Screenshot of DigitalOcean droplet resize options

Choose a new plan for the droplet. You can use the tabs above the table (blue arrow) to switch between droplet classes. To increase the droplet's storage capacity, click the "Disk, CPU and RAM" toggle button at the top of the page (green arrow). Remember that storage changes are irreversible.

Click the green "Resize" button at the bottom when you're happy with your choice. The resize process will now begin. A progress bar will be displayed while the operation completes. After the resize finishes, click the power button toggle in the top right (purple arrow) to boot up the droplet.

Resizing Using Doctl

You don't have to use the web UI to resize droplets. DigitalOcean's terminal client, Doctl, can handle resizes with a single command. This can be much more convenient when you need to resize multiple droplets. You can also use Doctl when programmatically upgrading your infrastructure.

Make sure that you're authenticated to Doctl before continuing---you can follow our guide if you need to get set up.

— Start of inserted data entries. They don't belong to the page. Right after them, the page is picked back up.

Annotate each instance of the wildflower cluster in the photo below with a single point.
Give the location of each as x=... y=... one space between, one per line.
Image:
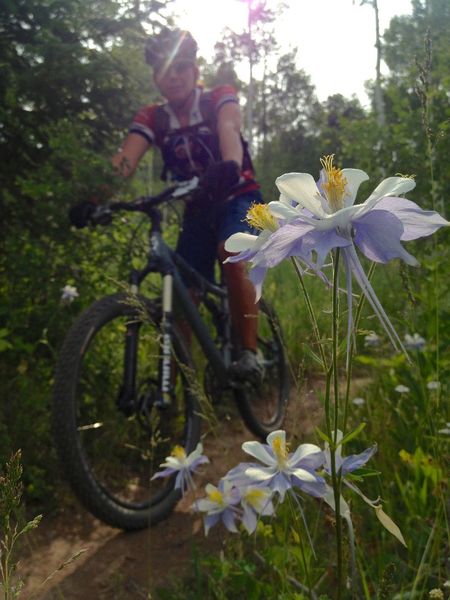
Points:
x=311 y=219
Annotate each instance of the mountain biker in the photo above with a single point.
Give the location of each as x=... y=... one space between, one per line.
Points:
x=198 y=134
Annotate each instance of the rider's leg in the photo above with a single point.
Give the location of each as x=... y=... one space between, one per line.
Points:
x=241 y=294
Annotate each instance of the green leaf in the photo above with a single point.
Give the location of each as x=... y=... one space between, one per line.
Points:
x=364 y=472
x=323 y=436
x=389 y=524
x=353 y=433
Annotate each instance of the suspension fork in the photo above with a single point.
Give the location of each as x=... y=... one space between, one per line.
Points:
x=127 y=399
x=165 y=387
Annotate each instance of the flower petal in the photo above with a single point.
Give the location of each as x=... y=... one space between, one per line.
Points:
x=259 y=451
x=354 y=179
x=240 y=241
x=378 y=234
x=392 y=186
x=260 y=473
x=416 y=222
x=302 y=188
x=249 y=519
x=282 y=210
x=285 y=242
x=228 y=519
x=355 y=461
x=316 y=487
x=307 y=453
x=304 y=475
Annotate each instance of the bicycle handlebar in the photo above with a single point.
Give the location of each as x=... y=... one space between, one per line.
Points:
x=102 y=215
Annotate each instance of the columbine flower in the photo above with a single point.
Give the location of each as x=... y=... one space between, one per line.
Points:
x=184 y=465
x=247 y=245
x=347 y=465
x=284 y=470
x=402 y=389
x=445 y=430
x=220 y=505
x=414 y=342
x=433 y=385
x=371 y=340
x=358 y=401
x=350 y=463
x=323 y=216
x=69 y=293
x=255 y=501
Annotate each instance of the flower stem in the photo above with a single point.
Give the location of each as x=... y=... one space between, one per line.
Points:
x=312 y=315
x=352 y=349
x=336 y=480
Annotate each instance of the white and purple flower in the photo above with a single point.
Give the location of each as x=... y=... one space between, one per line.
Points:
x=182 y=464
x=255 y=501
x=320 y=217
x=68 y=294
x=220 y=505
x=414 y=342
x=283 y=470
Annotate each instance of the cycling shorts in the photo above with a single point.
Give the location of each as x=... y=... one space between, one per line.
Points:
x=204 y=228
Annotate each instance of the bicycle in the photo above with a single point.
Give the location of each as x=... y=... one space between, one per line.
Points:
x=125 y=387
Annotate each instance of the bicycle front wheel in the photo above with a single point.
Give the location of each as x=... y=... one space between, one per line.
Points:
x=110 y=454
x=263 y=408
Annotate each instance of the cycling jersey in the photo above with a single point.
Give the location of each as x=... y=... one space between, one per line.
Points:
x=187 y=151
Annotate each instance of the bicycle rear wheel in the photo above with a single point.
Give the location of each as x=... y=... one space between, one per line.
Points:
x=108 y=456
x=263 y=408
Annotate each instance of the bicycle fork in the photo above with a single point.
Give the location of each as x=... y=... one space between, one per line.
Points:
x=165 y=387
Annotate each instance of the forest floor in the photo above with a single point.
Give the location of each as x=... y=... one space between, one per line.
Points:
x=113 y=564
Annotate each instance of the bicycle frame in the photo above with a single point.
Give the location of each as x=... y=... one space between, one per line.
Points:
x=164 y=260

Begin by getting the list of your droplets:

doctl compute droplet list

A table of output will be returned. Find the droplet that you want to resize and note down its ID.

Next, get the list of available droplet configuration plans:

doctl compute size list

The table includes each configuration's unique slug (e.g. s-2vcpu-2gb) as well as details of its hardware resources (2 vCPUs and 2GB RAM in this case). Note down the slug of the plan that you want to use.

You're now ready to issue the resize command. Make sure that your droplet has been powered off first.

doctl compute droplet-action resize droplet-id --size s-2vcpu-2gb

Replace droplet-id with your droplet's ID. Substitute the value passed to the --size flag with the slug of the size you've chosen.

The action will occur asynchronously. If you'd rather the command waits for the action to finish, add the --wait flag.

Doctl will not resize the droplet's disk by default. You can expand your droplet's SSD to match the new plan's capacity by including the --resize-disk flag. Your new plan must have a larger SSD capacity than your droplet's existing spec.

Resizing without Downtime

Droplets don't support downtime-less resizes. If you must resize a mission-critical server, you'll be best off creating a new droplet and devising a strategy to move essential resources over.

You might need a period of parallel running. You could use a floating IP address or load balancer to switch network traffic between the two droplets. Once you're ready to complete the transition, remove the old droplet to have all traffic divert to the new one. This approach mitigates the impact of your new droplet having a different IP, as external services could continue referencing the same floating or load balancer IP.

Conclusion

Droplet resizes let you scale your servers to meet changes in your workloads. The actual resize process is straightforward. The complexity comes in planning your resize strategy and the accompanying downtime.

When resizing a production droplet, you should make sure that you've got a comprehensive recovery plan in case anything goes wrong. Schedule a maintenance window, allowing at least one minute of downtime for each GB of storage on your droplet's disk.